黄岚,杜友福. 一种基于维基百科的中文词语相关度学习算法[J]. 中文信息学报, 2016, 30(3): 36-45.
HUANG Lan,DU Youfu. Learning the Semantic Relatedness of Chinese Words from Wikipedia. , 2016, 30(3): 36-45.
一种基于维基百科的中文词语相关度学习算法
黄岚,杜友福
长江大学 计算机科学学院 湖北 荆州434000
Learning the Semantic Relatedness of Chinese Words from Wikipedia
HUANG Lan,DU Youfu
College of Computer Science,Yangtze University,Jingzhou,Hubei 434000,China
Abstract:Semantic word relatedness measures are fundamental to many text analysis tasks such as information retrieval,classification and clustering. As the largest online encyclopedia today,Wikipedia has been successfully exploited for background knowledge to overcome the lexical differences between words and derive accurate semantic word relatedness measures. In Chinese version,however,the Chinese Wikipedia covers only ten percent of its English counterpart. The sparseness in concept space and associated resources adversely impacts word relatedness computation.
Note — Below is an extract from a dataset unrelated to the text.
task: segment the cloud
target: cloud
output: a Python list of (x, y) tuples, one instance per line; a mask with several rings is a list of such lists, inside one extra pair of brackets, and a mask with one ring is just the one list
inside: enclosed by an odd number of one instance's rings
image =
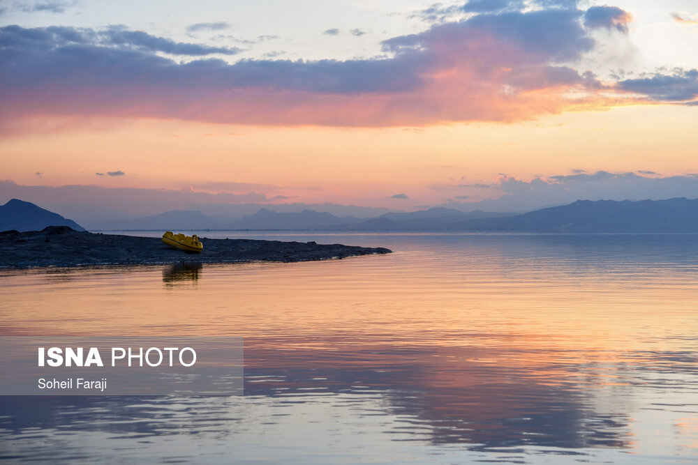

To address this sparseness problem,we propose a method that utilizes different types of structured information that are automatically extracted from various resources in Wikipedia,such as article's full-text and their associated hyperlink structures. We use machine learning algorithms to learn the best combination of different resources from manually labeled training data. Experiments on three standard benchmark datasets in Chinese showed that our method is 20%-40% more consistent with an average human labeler than the state-of-the-art methods.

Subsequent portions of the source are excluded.